Now I am not so out of it, yet, not to have some suspicions as to what your reactions may be to the idea of endless worship. In our day, we tend to regard worship not as an end but a means, something to make us feel good, which surely should be achievable in an hour or less. We see it as a means of expressing or encouraging certain values, rites or rituals that form memories and communities.
But God is not a means but an end – THE end – and the knowledge and love of God, the worship of God, is the very end for which we were created. Endless worship, singing everlastingly, does not mean sitting through a stream of my sermons and having to pretend to enjoy the third hour, nor does it mean trying to cheerfully sing your least favourite hymn for eternity. But it does mean, here and in this life and world, seeking to make everything in life an act and part of worship. It means the grateful acknowledgement of God in everything, in all times and places.

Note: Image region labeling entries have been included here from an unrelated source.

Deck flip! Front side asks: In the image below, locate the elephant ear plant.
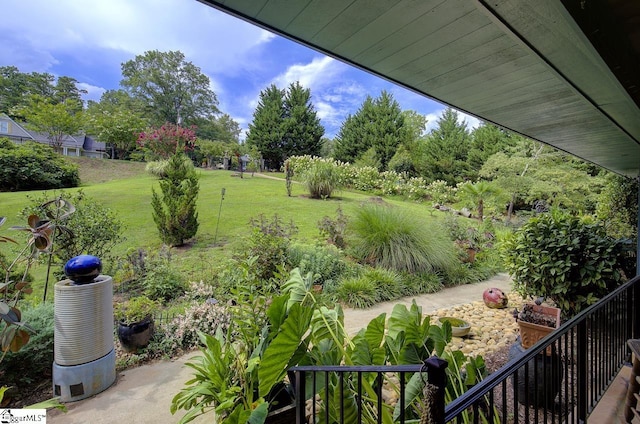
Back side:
[0,199,75,408]
[171,268,492,424]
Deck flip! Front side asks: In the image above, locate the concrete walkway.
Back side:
[47,274,511,424]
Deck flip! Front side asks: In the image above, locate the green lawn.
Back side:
[0,159,450,296]
[0,159,456,302]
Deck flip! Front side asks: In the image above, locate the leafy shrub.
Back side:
[318,206,349,249]
[361,268,405,302]
[113,296,160,324]
[234,214,298,280]
[334,277,379,309]
[302,162,340,199]
[115,246,187,301]
[287,243,346,284]
[0,302,54,390]
[21,189,125,277]
[151,154,200,246]
[142,263,187,302]
[0,138,80,191]
[349,204,457,272]
[161,302,231,353]
[501,210,626,316]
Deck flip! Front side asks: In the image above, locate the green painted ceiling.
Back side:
[200,0,640,177]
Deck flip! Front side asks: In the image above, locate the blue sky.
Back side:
[0,0,478,137]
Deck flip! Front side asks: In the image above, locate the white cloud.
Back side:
[77,82,107,102]
[273,56,344,92]
[0,0,274,72]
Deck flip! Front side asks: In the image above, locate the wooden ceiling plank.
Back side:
[256,0,308,28]
[389,25,513,81]
[286,0,352,40]
[353,1,476,64]
[362,10,488,72]
[336,0,445,57]
[414,46,542,93]
[309,0,396,49]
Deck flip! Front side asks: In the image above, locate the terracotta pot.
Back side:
[518,305,560,355]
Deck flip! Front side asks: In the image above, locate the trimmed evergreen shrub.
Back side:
[287,243,346,284]
[151,153,200,246]
[361,268,405,302]
[334,277,380,308]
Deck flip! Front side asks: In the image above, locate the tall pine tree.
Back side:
[416,108,471,185]
[334,91,411,170]
[246,82,324,169]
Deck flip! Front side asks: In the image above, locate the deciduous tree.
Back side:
[19,95,84,152]
[120,50,218,125]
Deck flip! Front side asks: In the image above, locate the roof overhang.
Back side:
[199,0,640,177]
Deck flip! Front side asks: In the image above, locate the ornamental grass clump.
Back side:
[348,204,457,273]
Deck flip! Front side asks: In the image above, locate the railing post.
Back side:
[294,370,307,424]
[424,356,449,424]
[576,319,589,423]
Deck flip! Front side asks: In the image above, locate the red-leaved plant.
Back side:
[137,122,196,159]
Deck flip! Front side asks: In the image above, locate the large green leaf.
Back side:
[258,303,313,397]
[282,268,313,308]
[388,300,424,344]
[267,295,289,335]
[311,305,346,349]
[393,372,427,422]
[429,321,452,356]
[347,314,386,365]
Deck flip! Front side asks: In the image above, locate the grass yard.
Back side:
[0,158,450,300]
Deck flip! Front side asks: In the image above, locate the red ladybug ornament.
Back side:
[482,287,509,309]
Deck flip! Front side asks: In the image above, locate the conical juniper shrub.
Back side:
[348,204,458,274]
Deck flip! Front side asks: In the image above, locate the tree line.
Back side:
[0,51,636,232]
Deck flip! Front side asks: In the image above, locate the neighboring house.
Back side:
[0,113,108,158]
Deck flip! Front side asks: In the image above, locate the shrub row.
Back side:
[0,138,80,191]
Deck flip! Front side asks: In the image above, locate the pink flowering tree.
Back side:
[137,122,196,159]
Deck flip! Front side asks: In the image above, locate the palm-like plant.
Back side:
[460,181,500,221]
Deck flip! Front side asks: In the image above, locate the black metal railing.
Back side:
[444,277,640,423]
[289,356,447,424]
[290,277,640,424]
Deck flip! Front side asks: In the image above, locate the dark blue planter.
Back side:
[64,255,102,284]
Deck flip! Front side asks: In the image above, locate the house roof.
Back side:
[199,0,640,177]
[0,114,105,152]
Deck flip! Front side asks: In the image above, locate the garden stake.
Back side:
[213,187,225,246]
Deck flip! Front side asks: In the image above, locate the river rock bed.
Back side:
[429,293,524,357]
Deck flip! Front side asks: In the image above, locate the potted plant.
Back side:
[509,302,564,406]
[113,296,158,353]
[514,303,560,355]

In our Catechism, in the supplementary instruction, there is another statement of this view, about the church this time. This is what I am trying to say. The question is, what is the work of the Church in the world? The work of the church in the world is to offer to God on behalf of all people the worship which is his due; to make known to all people the gospel of Jesus Christ; and to unite all people to God in one family. I invite you to re-dedicate yourselves and this congregation to that God-given purpose and mission and end. In the name of the Father and of the Son and of the Holy Ghost. Amen.